Conference celebrating Leeds Minster to take place in September

The Ecclesiological Society, in partnership with the Leeds Civic Trust, are pleased to announce the launch of an important conference in Leeds Minster on Saturday, September 11 celebrating the building’s unique and influential heritage.

Organisers have been working hard to ensure attendance at the conference is available either ‘live’, in the Minster, or via Zoom, and are proud to present an all-day programme of six speakers who will talk on various themes from the Minster’s multifaceted history.

At 5.30pm, there will also be a specially arranged service of Evensong, sung by the outstanding choir of Leeds Minster, led by Master of the Music, Alex Woodrow.

Further information and how to book can be found here.

If you have any questions please contact Rob Andrews from the Education and DAC Teams in the Diocese of Leeds at rob.andrews@leeds.anglican.org. Rob is assisting the Ecclesiological Society as a part time conference director for the event.

Leeds Minster, formerly the parish church of St Peter, was rebuilt in 1837 to 41. It was the largest new church since St Paul’s in London and ‘as grand as any cathedral’.

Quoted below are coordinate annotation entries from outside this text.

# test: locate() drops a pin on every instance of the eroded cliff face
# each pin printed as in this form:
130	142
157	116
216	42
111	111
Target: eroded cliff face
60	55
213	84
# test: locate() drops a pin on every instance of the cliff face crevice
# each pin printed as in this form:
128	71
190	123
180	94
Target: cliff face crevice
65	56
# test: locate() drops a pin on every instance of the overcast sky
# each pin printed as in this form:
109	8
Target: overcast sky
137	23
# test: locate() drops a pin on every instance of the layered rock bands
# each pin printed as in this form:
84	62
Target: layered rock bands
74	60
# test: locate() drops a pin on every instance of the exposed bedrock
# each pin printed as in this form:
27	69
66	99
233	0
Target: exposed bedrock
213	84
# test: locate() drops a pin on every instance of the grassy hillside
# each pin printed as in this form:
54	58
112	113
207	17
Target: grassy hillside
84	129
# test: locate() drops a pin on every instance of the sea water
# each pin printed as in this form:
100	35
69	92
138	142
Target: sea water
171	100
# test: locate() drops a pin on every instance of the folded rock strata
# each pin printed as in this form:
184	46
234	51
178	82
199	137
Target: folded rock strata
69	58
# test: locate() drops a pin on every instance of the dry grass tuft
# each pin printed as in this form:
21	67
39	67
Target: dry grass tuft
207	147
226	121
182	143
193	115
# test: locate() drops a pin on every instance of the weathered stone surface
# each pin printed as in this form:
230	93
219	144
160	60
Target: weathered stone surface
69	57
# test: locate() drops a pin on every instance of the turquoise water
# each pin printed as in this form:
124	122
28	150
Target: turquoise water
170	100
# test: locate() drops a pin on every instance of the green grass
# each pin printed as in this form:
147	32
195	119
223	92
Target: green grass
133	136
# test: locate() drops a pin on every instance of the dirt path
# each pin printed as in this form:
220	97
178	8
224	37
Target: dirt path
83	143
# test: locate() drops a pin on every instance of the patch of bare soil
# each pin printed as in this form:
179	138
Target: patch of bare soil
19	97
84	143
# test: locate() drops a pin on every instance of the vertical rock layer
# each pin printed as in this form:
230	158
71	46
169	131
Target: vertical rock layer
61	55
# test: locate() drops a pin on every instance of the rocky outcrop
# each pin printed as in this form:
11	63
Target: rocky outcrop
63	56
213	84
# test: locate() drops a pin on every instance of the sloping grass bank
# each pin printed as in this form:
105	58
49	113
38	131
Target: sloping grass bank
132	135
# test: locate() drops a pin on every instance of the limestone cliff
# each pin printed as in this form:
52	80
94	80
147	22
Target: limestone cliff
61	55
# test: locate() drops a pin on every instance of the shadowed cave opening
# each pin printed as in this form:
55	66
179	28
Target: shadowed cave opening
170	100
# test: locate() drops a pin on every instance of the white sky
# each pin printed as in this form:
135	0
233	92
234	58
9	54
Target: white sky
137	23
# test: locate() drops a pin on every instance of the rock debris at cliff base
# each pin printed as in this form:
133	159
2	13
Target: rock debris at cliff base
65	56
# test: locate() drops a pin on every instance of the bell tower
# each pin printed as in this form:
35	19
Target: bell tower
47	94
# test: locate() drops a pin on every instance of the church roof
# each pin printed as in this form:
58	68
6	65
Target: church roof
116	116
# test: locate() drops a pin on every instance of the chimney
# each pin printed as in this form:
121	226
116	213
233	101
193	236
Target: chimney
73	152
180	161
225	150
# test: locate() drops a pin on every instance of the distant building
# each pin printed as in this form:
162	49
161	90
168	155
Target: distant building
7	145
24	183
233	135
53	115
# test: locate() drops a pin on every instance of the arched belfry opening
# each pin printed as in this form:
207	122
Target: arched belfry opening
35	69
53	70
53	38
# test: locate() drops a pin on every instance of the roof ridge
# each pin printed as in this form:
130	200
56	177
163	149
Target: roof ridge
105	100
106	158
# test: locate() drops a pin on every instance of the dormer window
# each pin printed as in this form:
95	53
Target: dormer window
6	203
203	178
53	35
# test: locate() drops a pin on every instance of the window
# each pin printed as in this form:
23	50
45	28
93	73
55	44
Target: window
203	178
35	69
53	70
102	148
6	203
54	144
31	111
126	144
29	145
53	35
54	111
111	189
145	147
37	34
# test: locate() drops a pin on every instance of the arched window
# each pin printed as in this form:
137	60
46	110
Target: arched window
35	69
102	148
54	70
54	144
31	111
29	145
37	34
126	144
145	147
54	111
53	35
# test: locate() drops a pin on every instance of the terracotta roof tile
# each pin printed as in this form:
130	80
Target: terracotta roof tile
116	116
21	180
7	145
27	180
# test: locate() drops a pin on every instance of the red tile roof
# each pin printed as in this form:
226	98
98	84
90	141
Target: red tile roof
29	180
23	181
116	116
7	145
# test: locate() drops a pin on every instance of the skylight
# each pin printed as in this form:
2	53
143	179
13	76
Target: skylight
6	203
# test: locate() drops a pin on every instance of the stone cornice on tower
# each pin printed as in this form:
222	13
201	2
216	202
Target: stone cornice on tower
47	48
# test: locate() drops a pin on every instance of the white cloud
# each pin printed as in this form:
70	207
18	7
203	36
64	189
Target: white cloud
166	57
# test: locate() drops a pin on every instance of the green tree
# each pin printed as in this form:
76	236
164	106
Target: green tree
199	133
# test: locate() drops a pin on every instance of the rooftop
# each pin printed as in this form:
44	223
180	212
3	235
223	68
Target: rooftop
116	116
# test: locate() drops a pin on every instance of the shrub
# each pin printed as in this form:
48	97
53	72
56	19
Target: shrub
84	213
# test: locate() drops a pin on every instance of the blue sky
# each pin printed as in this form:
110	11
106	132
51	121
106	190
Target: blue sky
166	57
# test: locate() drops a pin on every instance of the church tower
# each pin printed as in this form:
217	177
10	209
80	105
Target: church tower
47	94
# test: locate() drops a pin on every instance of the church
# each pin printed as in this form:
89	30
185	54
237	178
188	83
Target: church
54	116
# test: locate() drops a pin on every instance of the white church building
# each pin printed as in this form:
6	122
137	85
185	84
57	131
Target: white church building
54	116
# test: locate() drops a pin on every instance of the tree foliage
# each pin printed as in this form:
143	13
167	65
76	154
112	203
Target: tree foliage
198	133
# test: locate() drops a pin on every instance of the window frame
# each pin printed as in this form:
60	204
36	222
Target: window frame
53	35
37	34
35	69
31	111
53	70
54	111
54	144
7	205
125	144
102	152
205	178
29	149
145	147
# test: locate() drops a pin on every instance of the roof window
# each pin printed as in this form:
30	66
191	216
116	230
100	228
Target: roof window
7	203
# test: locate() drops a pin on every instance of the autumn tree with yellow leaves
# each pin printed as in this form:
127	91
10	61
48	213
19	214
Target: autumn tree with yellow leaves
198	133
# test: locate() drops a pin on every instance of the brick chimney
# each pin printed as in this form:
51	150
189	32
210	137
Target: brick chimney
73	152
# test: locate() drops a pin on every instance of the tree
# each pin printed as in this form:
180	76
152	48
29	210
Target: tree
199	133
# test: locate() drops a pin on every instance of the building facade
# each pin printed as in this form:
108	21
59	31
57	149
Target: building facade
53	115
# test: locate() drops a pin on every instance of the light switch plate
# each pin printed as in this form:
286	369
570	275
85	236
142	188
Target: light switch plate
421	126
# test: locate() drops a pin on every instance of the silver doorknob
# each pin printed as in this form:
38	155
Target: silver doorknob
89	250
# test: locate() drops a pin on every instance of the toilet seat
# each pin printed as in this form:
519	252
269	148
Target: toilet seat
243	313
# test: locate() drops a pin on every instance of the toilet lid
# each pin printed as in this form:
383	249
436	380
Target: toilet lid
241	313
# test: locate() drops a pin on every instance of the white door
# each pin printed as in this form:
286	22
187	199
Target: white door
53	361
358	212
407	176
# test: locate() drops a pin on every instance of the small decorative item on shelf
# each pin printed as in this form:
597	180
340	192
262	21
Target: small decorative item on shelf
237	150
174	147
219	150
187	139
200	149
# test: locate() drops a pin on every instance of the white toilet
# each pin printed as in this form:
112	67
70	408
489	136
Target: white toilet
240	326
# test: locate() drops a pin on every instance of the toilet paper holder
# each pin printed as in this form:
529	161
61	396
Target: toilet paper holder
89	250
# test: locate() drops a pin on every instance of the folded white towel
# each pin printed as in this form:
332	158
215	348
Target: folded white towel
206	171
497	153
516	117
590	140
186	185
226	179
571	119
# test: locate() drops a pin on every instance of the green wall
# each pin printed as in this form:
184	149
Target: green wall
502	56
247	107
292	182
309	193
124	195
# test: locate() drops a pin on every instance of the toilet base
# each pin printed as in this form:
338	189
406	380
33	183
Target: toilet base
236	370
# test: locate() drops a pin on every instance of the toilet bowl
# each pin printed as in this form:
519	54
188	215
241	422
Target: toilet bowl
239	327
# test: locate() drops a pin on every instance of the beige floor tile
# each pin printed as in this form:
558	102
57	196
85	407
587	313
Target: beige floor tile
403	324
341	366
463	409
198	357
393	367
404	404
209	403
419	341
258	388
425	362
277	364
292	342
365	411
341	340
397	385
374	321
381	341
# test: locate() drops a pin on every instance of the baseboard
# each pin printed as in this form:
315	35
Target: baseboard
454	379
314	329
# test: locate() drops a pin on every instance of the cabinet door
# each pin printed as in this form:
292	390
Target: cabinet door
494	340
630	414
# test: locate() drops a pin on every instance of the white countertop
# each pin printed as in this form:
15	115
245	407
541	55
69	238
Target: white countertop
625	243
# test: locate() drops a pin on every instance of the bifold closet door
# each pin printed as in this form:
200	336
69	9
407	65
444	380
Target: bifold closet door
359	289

Leeds Minster is also the most important church erected in England around 1840, at that heady moment when Anglicanism was moving in a Higher direction thanks to the Tractarians, and Gothic authenticity was being promoted energetically by the Cambridge Camden Society. And it remains almost entirely unchanged.

However, Leeds Minsters importance goes beyond its architecture; it had profound liturgical influence by promoting alternatives to Georgian auditory worship and here, probably for the first time outside the cathedrals, was a robed choir placed in the chancel.

The project was led by the new vicar, the dynamic Dr W.F. Hook, and Anglicans across the country watched with anticipation, seeing this as the first serious attempt by the Church of England to reassert itself in an industrial town and challenge the worrying spread of Nonconformity.